Joined: February 28th, 2013, 3:23 am
Posts: 2970
Location: Oklahoma, United States
Code:
    struct {
        bool operator()(int a, int b) const
        {   
            return a < b;
        }   
    } customLess;

If you notice, customLess isn't a template, so no need for <> angle brackets and you aren't calling the functor directly so no need to include parens...you are passing an object that has the operator() overloaded.

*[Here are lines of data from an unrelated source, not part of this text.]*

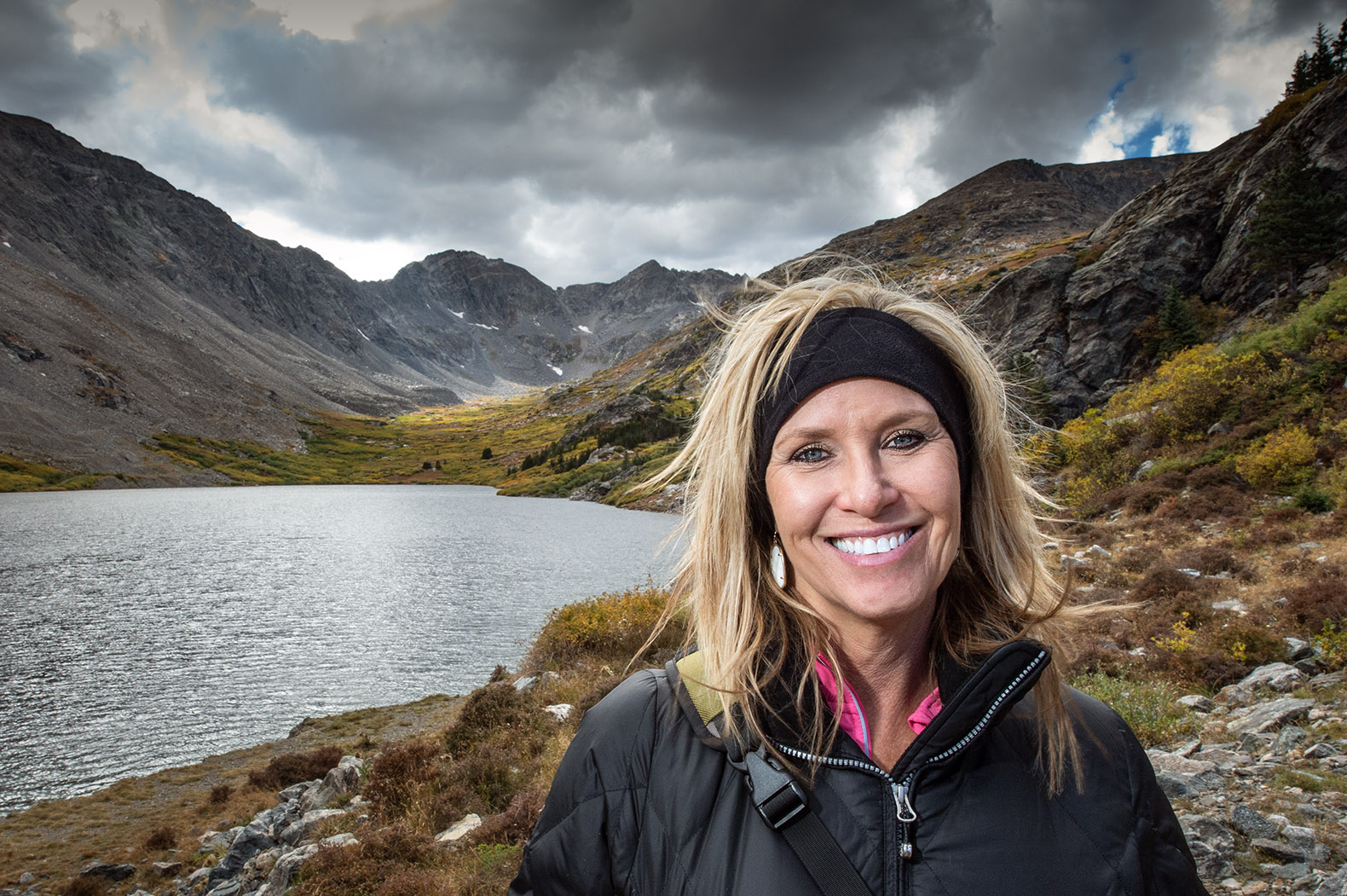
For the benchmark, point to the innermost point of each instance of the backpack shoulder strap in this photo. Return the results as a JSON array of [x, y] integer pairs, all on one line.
[[778, 796]]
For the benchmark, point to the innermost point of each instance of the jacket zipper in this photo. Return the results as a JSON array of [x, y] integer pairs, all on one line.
[[904, 789]]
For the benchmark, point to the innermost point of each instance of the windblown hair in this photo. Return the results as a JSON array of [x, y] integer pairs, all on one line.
[[754, 635]]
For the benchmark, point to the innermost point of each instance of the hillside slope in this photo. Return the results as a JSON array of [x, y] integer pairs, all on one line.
[[130, 308]]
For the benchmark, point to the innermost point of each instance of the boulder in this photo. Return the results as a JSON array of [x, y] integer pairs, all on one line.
[[107, 870], [1211, 844], [1289, 738], [1196, 702], [253, 838], [1279, 677], [1277, 851], [344, 779], [561, 712], [285, 870], [1335, 884], [460, 829], [299, 829], [1253, 824], [297, 791], [339, 840], [1270, 716]]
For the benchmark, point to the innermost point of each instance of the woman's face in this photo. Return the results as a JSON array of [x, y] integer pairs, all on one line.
[[864, 485]]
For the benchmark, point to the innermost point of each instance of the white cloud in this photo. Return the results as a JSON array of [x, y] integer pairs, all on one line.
[[581, 139], [375, 259]]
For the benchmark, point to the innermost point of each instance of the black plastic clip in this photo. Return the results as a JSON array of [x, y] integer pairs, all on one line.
[[778, 796]]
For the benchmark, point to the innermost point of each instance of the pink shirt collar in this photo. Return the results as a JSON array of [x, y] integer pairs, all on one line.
[[852, 714]]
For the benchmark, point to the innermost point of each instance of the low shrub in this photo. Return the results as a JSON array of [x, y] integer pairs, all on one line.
[[513, 826], [488, 712], [1314, 500], [1164, 581], [490, 870], [1284, 459], [1209, 559], [609, 628], [160, 840], [361, 870], [1211, 503], [419, 882], [1331, 643], [292, 768], [1251, 645], [401, 777], [1148, 708], [1318, 601]]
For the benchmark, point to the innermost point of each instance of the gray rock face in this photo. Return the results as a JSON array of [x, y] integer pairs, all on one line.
[[253, 838], [1279, 851], [344, 779], [1212, 847], [1279, 677], [173, 315], [107, 870], [1186, 232], [1253, 824], [1270, 716], [302, 828]]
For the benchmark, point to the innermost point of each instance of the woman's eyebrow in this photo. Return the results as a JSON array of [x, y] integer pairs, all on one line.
[[899, 418]]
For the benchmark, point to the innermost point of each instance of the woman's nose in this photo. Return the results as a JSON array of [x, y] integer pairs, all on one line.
[[866, 488]]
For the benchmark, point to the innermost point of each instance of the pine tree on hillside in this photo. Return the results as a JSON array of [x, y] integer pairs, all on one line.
[[1176, 325], [1321, 66], [1296, 223], [1327, 61], [1298, 76]]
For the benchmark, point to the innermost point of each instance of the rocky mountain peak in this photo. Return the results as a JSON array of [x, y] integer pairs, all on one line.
[[1079, 315]]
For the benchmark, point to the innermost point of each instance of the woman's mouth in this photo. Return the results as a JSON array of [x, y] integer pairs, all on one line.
[[880, 545]]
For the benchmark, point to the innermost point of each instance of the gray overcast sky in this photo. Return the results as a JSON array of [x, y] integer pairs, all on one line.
[[581, 137]]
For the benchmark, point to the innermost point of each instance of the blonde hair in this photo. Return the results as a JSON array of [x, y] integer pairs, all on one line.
[[750, 631]]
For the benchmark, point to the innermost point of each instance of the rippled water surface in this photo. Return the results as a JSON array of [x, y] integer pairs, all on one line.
[[151, 628]]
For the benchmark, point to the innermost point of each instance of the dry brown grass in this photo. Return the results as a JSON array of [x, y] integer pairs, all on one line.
[[55, 838]]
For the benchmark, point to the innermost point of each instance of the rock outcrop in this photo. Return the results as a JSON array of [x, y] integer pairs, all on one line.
[[1079, 318]]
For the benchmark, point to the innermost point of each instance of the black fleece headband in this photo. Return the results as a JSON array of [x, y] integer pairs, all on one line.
[[841, 344]]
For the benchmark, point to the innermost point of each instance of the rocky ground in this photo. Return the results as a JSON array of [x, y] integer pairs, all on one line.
[[1260, 793]]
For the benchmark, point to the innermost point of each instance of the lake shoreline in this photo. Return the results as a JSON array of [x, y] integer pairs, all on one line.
[[51, 837]]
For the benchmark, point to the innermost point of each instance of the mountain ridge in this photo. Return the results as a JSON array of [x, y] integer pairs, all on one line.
[[131, 308]]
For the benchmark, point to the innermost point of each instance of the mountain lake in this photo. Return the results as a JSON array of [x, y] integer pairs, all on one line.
[[143, 629]]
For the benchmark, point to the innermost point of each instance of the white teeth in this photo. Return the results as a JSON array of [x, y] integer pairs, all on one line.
[[872, 545]]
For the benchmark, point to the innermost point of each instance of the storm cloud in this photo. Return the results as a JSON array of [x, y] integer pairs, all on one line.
[[581, 137]]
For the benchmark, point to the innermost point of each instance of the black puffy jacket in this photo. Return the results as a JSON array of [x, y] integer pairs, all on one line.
[[645, 802]]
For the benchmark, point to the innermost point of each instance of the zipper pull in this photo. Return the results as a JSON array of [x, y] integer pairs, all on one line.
[[905, 817], [900, 799]]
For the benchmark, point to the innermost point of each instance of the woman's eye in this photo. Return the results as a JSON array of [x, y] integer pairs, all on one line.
[[905, 440], [808, 454]]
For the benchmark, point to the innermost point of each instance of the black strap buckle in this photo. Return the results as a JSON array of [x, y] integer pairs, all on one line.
[[778, 796]]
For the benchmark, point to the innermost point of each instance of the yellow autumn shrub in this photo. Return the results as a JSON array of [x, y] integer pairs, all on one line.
[[1284, 459]]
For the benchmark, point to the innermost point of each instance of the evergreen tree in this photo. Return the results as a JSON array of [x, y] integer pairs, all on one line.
[[1321, 61], [1327, 61], [1296, 223], [1176, 325], [1298, 76]]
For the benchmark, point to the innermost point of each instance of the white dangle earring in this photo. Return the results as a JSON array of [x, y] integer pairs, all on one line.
[[778, 561]]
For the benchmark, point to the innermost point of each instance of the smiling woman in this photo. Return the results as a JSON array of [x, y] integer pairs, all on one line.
[[875, 624]]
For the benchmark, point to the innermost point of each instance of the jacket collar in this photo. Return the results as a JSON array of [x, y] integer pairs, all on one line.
[[974, 700]]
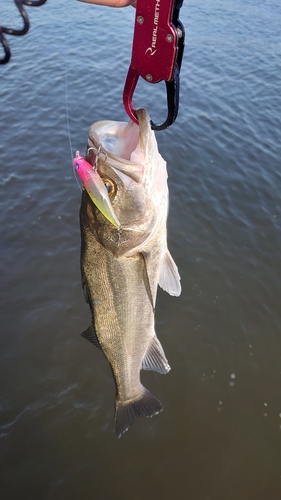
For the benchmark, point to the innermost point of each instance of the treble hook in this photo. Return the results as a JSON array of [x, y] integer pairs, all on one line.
[[11, 31]]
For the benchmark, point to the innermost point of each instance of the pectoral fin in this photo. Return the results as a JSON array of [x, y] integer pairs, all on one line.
[[155, 358], [169, 279], [146, 281]]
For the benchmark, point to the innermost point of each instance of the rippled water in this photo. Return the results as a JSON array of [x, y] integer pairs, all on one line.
[[219, 436]]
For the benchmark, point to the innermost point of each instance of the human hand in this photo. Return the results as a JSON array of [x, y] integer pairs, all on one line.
[[112, 3]]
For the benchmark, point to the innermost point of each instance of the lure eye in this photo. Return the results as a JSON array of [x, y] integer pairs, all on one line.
[[110, 186]]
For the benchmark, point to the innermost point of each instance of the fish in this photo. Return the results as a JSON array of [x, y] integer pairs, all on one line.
[[122, 267]]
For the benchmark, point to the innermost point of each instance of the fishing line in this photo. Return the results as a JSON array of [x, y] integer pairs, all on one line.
[[67, 112]]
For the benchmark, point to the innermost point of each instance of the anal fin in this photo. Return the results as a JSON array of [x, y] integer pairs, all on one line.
[[90, 335], [155, 358], [126, 413]]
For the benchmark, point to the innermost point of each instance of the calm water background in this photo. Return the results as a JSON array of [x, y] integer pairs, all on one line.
[[219, 436]]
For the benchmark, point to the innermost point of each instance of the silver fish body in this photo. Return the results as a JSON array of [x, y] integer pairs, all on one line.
[[121, 268]]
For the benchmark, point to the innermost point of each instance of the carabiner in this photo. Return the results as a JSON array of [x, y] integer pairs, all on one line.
[[157, 52]]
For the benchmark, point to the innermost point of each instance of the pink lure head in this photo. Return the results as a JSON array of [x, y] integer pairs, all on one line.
[[82, 167]]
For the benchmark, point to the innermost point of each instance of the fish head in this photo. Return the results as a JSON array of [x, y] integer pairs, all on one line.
[[135, 176]]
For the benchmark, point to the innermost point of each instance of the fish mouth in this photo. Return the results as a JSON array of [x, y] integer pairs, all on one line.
[[123, 146]]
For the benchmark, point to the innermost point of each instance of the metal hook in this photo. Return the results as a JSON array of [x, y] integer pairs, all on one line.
[[15, 32]]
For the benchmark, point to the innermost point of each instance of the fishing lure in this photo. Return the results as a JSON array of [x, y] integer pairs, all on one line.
[[95, 188]]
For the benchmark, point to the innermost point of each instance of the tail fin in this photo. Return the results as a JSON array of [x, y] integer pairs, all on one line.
[[125, 414]]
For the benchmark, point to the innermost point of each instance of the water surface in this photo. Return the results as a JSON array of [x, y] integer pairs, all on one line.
[[219, 436]]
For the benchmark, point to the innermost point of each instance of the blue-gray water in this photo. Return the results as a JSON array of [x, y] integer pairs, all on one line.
[[219, 436]]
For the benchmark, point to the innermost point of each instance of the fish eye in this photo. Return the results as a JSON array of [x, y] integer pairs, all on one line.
[[110, 186]]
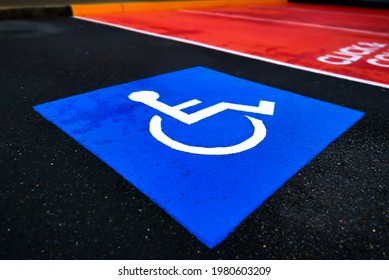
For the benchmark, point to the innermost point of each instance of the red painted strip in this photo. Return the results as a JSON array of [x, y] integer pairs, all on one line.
[[343, 41]]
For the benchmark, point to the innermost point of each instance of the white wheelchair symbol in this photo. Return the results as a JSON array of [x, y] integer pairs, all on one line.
[[150, 98]]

In this example, they create an unnamed struct and instantiate an instance with the name customLess.

#2:
Code:
const auto new_end = std::remove_if(vd.begin(), vd.end(), ThresholdTestY{ 20 });

The braces are there to initialize a ThresholdTestY object that is getting passed to the remove_if function. Inside the remove_if function there is something like this:
Code:
template<class iterator, class func>
iterator remove_if( iterator beg, iterator end, func fn)
{
     auto it = beg;
     auto next = it;
     ++next;
     for(; next != end; ++it, ++next)
     {
          if( Fn( *it ) )
               *it++ = std::move(next++);
     }
}

It's been awhile since I looked at the function, but this should be pretty close. Basically, what you pass at the end, if it's callable with () then it gets called inside the remove_if function, not at the callsite of remove_if, remember, it has to call this for each element in the range, beg -> end.

#3 Answered by #1 and #2.
As long as your structs or classes have a public operator() overloaded and the signature matches the data types that are in the container ( std::vector or std::list, etc...) then you can pass the object and the operator() will be called inside of these algorithms.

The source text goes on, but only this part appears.